President Barack Obama and the Democrats may well have over‐interpreted the 2008 election as a mandate for liberalism. Now Republicans could be in similar danger if they over‐interpret potential midterm gains in the House and Senate as a mandate for social as well as fiscal conservatism. Republicans should focus on a unifying economic agenda, according to our data, to avoid antagonizing the libertarian half of the Tea Party.
Just under half, or 48 percent, of tea partiers at the recent Virginia Tea Party Convention held views that are more accurately described as libertarian — fiscally conservative, to be sure, but moderate to liberal on social and cultural issues.
Many of these activists, however, are unfamiliar with the word “libertarian.” Rather, 60 percent of the libertarian tea partiers label themselves as “independent” or “something else,” compared to 37 percent of tea party conservatives. The other half of our survey sample, roughly 51 percent, held traditional conservative views — agreeing on “the less government the better” but also believing that government should promote traditional values.
Many still mistake the tea party as one large group, sharing common interests, which our research shows is incorrect. Understanding the tea party’s two halves — libertarian and conservative — may help unravel the seemingly contradictory impulses of the group: If it is an independent movement, then why do tea party supporters plan to vote overwhelmingly Republican?
Tea party libertarians tend to be more independent and less loyal to the GOP than tea party conservatives.
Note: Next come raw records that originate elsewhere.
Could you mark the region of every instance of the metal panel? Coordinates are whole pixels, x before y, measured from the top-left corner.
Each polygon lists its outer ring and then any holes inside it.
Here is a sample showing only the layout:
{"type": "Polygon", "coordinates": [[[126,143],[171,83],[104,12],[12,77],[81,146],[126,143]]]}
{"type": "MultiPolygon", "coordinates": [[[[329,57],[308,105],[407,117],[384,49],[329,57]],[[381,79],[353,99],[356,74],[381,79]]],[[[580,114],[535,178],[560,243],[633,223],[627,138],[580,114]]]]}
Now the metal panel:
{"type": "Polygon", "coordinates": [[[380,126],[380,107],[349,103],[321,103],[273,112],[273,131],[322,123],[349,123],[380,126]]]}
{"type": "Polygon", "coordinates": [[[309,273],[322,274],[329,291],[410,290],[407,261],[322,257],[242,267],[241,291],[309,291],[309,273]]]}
The conservative members identify themselves as 63 percent Republican, according to our data, and 30 percent independent. But tea party libertarians identify as 39 percent Republican and 44 percent independent. When asked whether the Republican or Democratic Party has the best ideas to fix government, 80 percent of tea party libertarians said “neither can be trusted,” compared to 64 percent of conservatives.
While 92 percent of tea party conservatives report voting for Sen. John McCain in 2008, only 75 percent of Tea Party libertarians supported him, with 16 percent backing third parties. Asked what political figure best exemplifies the tea party movement, libertarians are more likely to choose Ron Paul. Conservatives choose Glenn Beck or Sarah Palin.
Tea party libertarians are somewhat younger, better educated and almost twice as likely to “never” go to church than tea party conservatives. On the issues, tea party libertarians are less concerned than conservatives about the moral direction of the country, gay marriage, immigration, job outsourcing and abortion.
However, tea party libertarians and conservatives share economic concerns. Both groups are extremely concerned about cutting federal government spending, reducing the size of government and the recently passed health care reform.
Some might say that two Cato Institute analysts are likely to find libertarians everywhere. But our survey replicates a Politico/Targetpoint survey from a tea party rally in April, which also revealed an even split between libertarians and conservatives.
This is reflected as well in a new national survey from The Washington Post/Kaiser/Harvard on the role of government. It found respondents who support or lean toward the tea party split on the social issues: 42 percent moderate‐to‐liberal, 57 percent conservative or very conservative.
Putting these tea party libertarians in historical context further clarifies this. In past elections, libertarians often voted 70 percent for Republican candidates. But during the Bush administration, the GOP expanded entitlements and spent taxpayer money faster than Democrats. Polls in 2004 and 2006 showed libertarian voters shifting to the Democrats. Their move may well have cost Republicans control of Congress.
In fact, libertarians were angry about President George W. Bush’s policies — and Washington in general — before most conservatives were. In 2004, 56 percent of libertarians were angry about Bush, according to American National Election Studies data, compared to 32 percent of conservatives.
Today, libertarians and conservatives are united in their anger — 79 percent of tea party libertarians are angry about Washington, compared to 74 percent of tea party conservatives. Libertarians may again have led the way.
Traditional conservatives often organized around church, gun clubs or the Christian Coalition, while libertarians were less likely to be an organized, visible force in politics. Now libertarians have the tea party — or at least half of it.